Regulators including the US Treasury’s Office of Foreign Assets Control, the Federal Reserve, the Justice Department and the Manhattan district attorney’s office are all involved in the probe of Deutsche Bank and three other European banks, said the attorney, who asked not to be identified because the investigations are confidential.
“Deutsche Bank had decided by 2007 to reject any new business with Iran, Syria, Sudan and North Korea and to end existing relationships to the extent it was legally possible,” Deutsche Bank spokeswoman Friederika Borgmann said, declining to comment on the US investigation.
The regulators were in advanced stages of an investigation into banking violations at Standard Chartered Plc when the superintendent of New York’s banks, Benjamin Lawsky, moved first in that matter with an August 6 order accusing the London-based lender of multiple violations of state banking laws.
Once the federal authorities resolve their probe of Standard Chartered, they will proceed against the four European banks they have been investigating, including Frankfurt-based Deutsche Bank, according to the attorney.
Erin Duggan, a spokeswoman in the Manhattan district attorney’s office, didn’t immediately return an e-mail sent outside of regular business hours seeking comment on the probe. Dean Boyd of the Justice Department, John Sullivan, a Treasury spokesman, and Barbara Hagenbaugh, a Federal Reserve spokeswoman, declined to comment.
U-Turn Transactions: Lawsky’s order accused Standard Chartered of helping Iran launder about $250 billion (Dh918 billion) in violation of federal laws. He accused the bank of a decade of deception, including keeping false records, in handling lucrative wire transfers for Iranian clients. The bank sent them through its New York unit in so-called U-turn transactions with client names omitted to hide their provenance, Lawsky said.
Lawsky reached a settlement with Standard Chartered on August 14, in which the bank agreed to pay $340 million to settle the claims. The New York regulator said that day in a statement that “the parties have agreed that the conduct at issue involved transactions of at least $250 billion.” The $340 million fine will go to Lawsky’s agency, New York’s Department of Financial Services, or DFS, and the state.
As part of the settlement, New York said the bank agreed to install an independent on-site monitor for at least two years who will report directly to regulators. Examiners from the DFS will also be placed at the bank.
Lawsky’s agency, according to the Aug. 6 order, is investigating wire transfers executed by Standard Chartered’s New York branch on behalf of other US-sanctioned countries, including Myanmar and Sudan and Libya, before the ouster of Muammar Qaddafi.

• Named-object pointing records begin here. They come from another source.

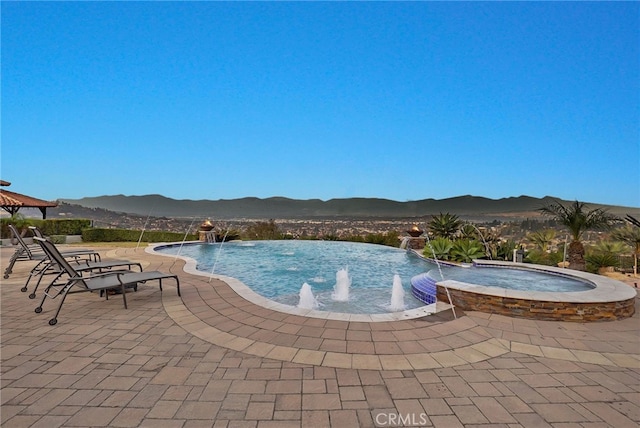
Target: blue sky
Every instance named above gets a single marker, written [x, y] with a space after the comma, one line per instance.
[404, 101]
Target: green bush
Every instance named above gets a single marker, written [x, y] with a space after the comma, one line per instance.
[126, 235]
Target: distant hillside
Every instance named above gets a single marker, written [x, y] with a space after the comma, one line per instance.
[279, 207]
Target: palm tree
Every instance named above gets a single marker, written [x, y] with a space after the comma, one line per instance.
[630, 235]
[466, 250]
[439, 248]
[445, 225]
[542, 239]
[578, 219]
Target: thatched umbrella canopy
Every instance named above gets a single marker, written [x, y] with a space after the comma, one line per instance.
[11, 202]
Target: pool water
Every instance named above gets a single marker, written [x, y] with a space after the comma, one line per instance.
[278, 269]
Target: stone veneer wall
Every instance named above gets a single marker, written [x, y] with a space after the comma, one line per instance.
[539, 310]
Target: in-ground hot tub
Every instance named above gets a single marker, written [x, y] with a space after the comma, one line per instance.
[601, 299]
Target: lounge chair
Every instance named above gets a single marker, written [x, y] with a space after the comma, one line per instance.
[82, 266]
[99, 282]
[25, 252]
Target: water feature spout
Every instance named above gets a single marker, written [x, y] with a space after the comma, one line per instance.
[218, 256]
[441, 275]
[307, 299]
[341, 289]
[397, 295]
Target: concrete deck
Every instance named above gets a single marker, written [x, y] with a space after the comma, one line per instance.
[214, 359]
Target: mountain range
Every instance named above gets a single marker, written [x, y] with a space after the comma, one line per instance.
[280, 207]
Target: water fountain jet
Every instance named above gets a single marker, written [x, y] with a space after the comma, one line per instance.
[307, 299]
[341, 289]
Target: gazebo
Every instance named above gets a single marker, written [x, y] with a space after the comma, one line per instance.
[11, 202]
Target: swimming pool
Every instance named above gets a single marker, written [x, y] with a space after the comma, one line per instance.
[276, 273]
[277, 270]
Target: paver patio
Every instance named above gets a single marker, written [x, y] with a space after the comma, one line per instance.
[213, 359]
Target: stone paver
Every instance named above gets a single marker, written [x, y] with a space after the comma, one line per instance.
[211, 358]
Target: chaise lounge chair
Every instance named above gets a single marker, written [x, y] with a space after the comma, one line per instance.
[83, 266]
[99, 282]
[25, 252]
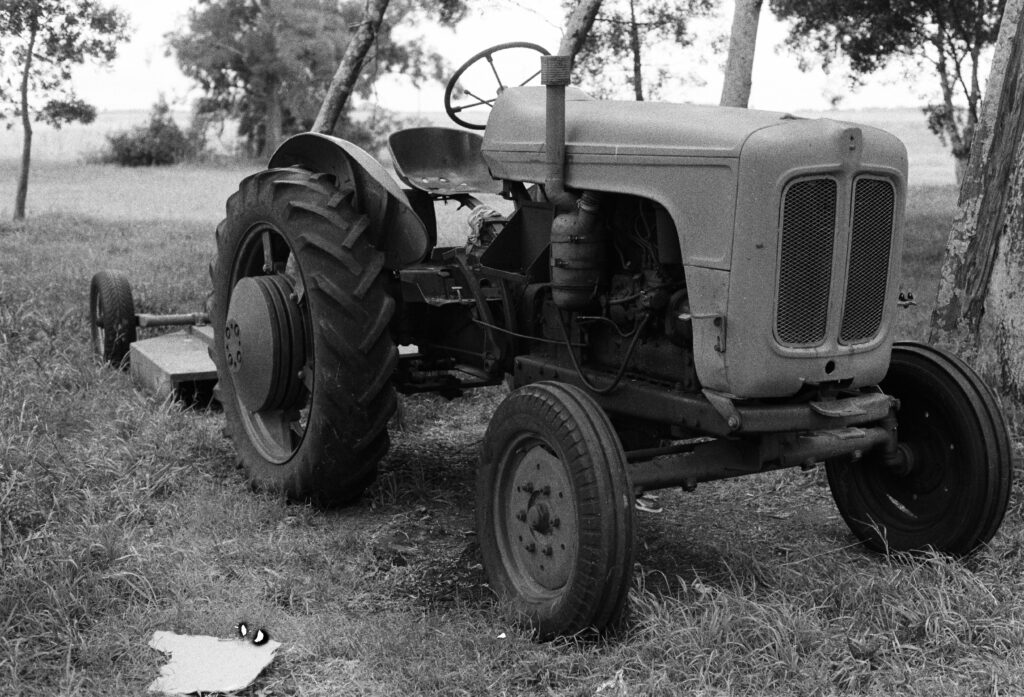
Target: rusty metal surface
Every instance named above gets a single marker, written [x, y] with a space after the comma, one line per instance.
[441, 161]
[162, 363]
[658, 403]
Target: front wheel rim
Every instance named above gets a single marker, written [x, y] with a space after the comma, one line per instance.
[275, 433]
[537, 520]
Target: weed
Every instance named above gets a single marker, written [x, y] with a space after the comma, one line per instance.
[120, 515]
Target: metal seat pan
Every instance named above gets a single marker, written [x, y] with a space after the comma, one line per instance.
[442, 162]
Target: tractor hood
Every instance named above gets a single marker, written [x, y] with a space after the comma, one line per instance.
[613, 129]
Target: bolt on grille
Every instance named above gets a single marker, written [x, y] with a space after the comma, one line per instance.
[873, 206]
[805, 267]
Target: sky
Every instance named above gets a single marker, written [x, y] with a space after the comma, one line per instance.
[143, 71]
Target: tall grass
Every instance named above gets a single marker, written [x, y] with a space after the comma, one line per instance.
[121, 515]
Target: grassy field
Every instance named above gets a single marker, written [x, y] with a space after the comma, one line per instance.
[121, 515]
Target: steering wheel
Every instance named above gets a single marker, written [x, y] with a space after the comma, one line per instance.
[457, 90]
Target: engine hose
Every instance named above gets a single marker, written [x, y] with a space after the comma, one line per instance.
[622, 368]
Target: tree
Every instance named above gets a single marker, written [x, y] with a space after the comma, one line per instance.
[627, 30]
[578, 27]
[269, 62]
[948, 36]
[351, 63]
[739, 66]
[40, 42]
[980, 312]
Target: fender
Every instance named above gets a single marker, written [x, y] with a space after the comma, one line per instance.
[397, 231]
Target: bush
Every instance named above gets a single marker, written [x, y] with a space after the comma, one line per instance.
[161, 141]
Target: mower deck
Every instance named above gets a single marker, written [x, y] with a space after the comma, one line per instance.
[164, 363]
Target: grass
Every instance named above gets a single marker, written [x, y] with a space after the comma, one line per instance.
[121, 515]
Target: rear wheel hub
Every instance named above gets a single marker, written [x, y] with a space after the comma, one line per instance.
[265, 343]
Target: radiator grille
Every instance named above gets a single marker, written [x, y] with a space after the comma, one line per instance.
[805, 265]
[870, 241]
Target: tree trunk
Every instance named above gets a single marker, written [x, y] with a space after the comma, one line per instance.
[22, 193]
[980, 308]
[739, 64]
[273, 132]
[578, 27]
[635, 48]
[351, 63]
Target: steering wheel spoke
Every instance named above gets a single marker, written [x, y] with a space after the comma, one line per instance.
[456, 89]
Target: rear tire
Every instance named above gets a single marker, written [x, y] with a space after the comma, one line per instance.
[112, 317]
[554, 511]
[955, 492]
[318, 428]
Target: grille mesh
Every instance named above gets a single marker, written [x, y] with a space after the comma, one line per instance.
[873, 205]
[805, 268]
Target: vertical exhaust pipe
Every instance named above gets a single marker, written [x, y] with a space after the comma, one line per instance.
[555, 74]
[578, 241]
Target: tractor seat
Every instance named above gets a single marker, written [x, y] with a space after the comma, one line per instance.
[442, 162]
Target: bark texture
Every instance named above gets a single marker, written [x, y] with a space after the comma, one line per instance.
[348, 71]
[739, 64]
[980, 308]
[22, 193]
[578, 27]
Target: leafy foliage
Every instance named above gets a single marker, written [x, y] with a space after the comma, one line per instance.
[268, 66]
[159, 141]
[40, 42]
[626, 32]
[947, 36]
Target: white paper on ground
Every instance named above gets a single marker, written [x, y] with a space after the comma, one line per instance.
[208, 663]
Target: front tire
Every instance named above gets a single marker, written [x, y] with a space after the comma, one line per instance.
[303, 354]
[555, 510]
[953, 490]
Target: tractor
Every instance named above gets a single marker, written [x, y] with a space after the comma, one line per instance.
[680, 294]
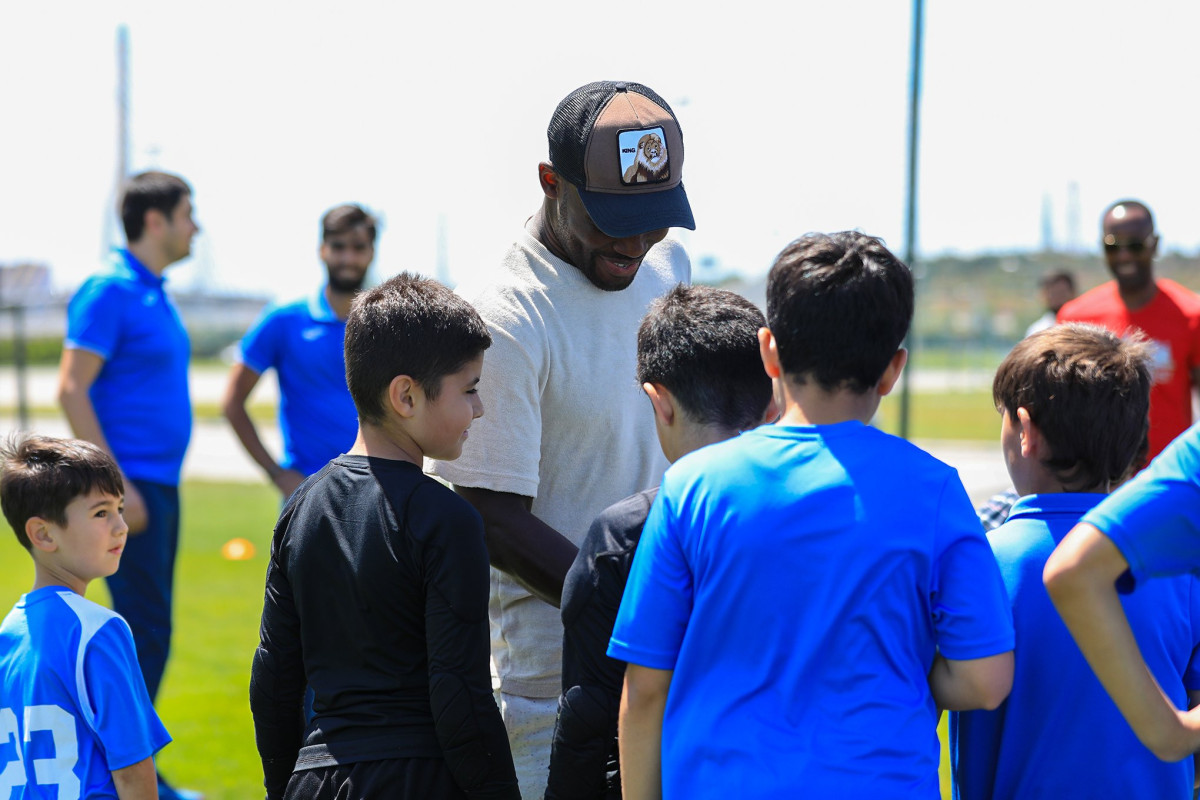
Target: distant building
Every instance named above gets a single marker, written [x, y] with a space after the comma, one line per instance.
[25, 284]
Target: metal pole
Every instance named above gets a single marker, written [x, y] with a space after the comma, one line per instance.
[911, 205]
[21, 361]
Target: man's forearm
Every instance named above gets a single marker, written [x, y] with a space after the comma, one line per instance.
[247, 434]
[521, 545]
[640, 732]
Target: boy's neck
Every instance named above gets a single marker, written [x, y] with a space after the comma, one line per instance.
[808, 403]
[691, 437]
[382, 441]
[1039, 480]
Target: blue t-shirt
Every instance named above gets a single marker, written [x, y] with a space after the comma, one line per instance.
[1059, 734]
[1155, 518]
[73, 705]
[799, 582]
[141, 395]
[304, 342]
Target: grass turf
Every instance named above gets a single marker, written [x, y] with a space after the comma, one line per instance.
[217, 603]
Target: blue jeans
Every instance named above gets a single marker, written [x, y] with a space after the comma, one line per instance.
[142, 587]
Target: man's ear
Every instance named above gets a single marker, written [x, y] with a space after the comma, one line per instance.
[769, 353]
[892, 373]
[551, 181]
[40, 536]
[405, 395]
[1033, 444]
[661, 401]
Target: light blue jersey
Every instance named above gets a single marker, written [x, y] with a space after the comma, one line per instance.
[1155, 518]
[73, 705]
[799, 582]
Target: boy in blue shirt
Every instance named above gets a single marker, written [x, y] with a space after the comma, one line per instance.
[76, 720]
[1074, 402]
[697, 361]
[1149, 528]
[807, 595]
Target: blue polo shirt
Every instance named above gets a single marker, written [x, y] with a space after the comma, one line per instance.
[124, 316]
[304, 342]
[1059, 734]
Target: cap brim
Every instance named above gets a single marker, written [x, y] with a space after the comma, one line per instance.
[629, 215]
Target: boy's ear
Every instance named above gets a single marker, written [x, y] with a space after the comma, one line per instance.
[403, 396]
[774, 409]
[40, 536]
[892, 373]
[1032, 443]
[769, 353]
[661, 401]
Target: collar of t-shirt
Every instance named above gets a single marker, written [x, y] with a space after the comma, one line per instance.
[141, 272]
[319, 308]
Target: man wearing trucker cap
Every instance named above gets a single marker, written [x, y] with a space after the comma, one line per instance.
[565, 434]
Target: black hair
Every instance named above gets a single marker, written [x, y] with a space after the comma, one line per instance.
[702, 344]
[413, 326]
[839, 306]
[1087, 391]
[145, 192]
[343, 218]
[42, 475]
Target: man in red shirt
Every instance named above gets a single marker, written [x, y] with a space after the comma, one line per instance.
[1165, 312]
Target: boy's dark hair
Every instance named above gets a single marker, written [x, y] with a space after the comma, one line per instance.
[42, 475]
[342, 218]
[702, 346]
[408, 326]
[1057, 276]
[159, 191]
[839, 306]
[1087, 391]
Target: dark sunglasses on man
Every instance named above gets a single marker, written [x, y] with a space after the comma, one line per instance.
[1111, 245]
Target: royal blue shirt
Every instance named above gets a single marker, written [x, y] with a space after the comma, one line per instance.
[1059, 734]
[799, 581]
[73, 705]
[141, 395]
[1155, 518]
[304, 342]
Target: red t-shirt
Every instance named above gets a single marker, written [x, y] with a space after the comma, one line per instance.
[1173, 322]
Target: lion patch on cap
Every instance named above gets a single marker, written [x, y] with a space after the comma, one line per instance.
[647, 161]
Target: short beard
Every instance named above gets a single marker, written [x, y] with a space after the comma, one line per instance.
[346, 287]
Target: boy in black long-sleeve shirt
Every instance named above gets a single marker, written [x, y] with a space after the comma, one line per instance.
[377, 585]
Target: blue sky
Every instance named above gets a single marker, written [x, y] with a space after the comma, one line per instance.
[435, 115]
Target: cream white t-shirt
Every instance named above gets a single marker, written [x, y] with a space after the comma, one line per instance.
[564, 422]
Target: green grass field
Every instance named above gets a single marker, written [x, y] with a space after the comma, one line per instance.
[217, 602]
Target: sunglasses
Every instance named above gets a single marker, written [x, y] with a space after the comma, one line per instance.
[1113, 246]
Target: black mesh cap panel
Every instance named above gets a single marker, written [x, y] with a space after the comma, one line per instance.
[571, 124]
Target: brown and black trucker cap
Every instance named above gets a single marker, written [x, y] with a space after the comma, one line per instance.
[622, 148]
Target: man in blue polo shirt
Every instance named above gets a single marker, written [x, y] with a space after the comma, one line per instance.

Engage Constructively: The sum may be the largest ever paid to an individual regulator as part of a money-laundering accord. In June, ING Bank NV agreed to pay $619 million to settle similar allegations. That was split into equal payments of $309.5 million to the federal government and the Manhattan District Attorney. A person familiar with the New York probe of Standard Chartered said that Lawsky had sought as much as $700 million to settle his investigation.
Standard Chartered said in an Aug. 14 statement that it “continues to engage constructively with the other relevant US authorities.” From 2004 through 2007, Standard Chartered was subject to formal action over other regulatory compliance failures related to the Bank Secrecy Act, anti-money laundering policies and procedures and regulations of the US Office of Foreign Assets Control, the main overseer of Iran transactions.
In a 2004 agreement with regulators, the bank promised to monitor and improve money-laundering controls. The restrictions of the agreement were lifted in 2007 because the bank provided a “watered-down” report of compliance, according to Lawsky’s order. Bank statements “misled” the department into lifting the restrictions of the 2004 agreement, the order stated.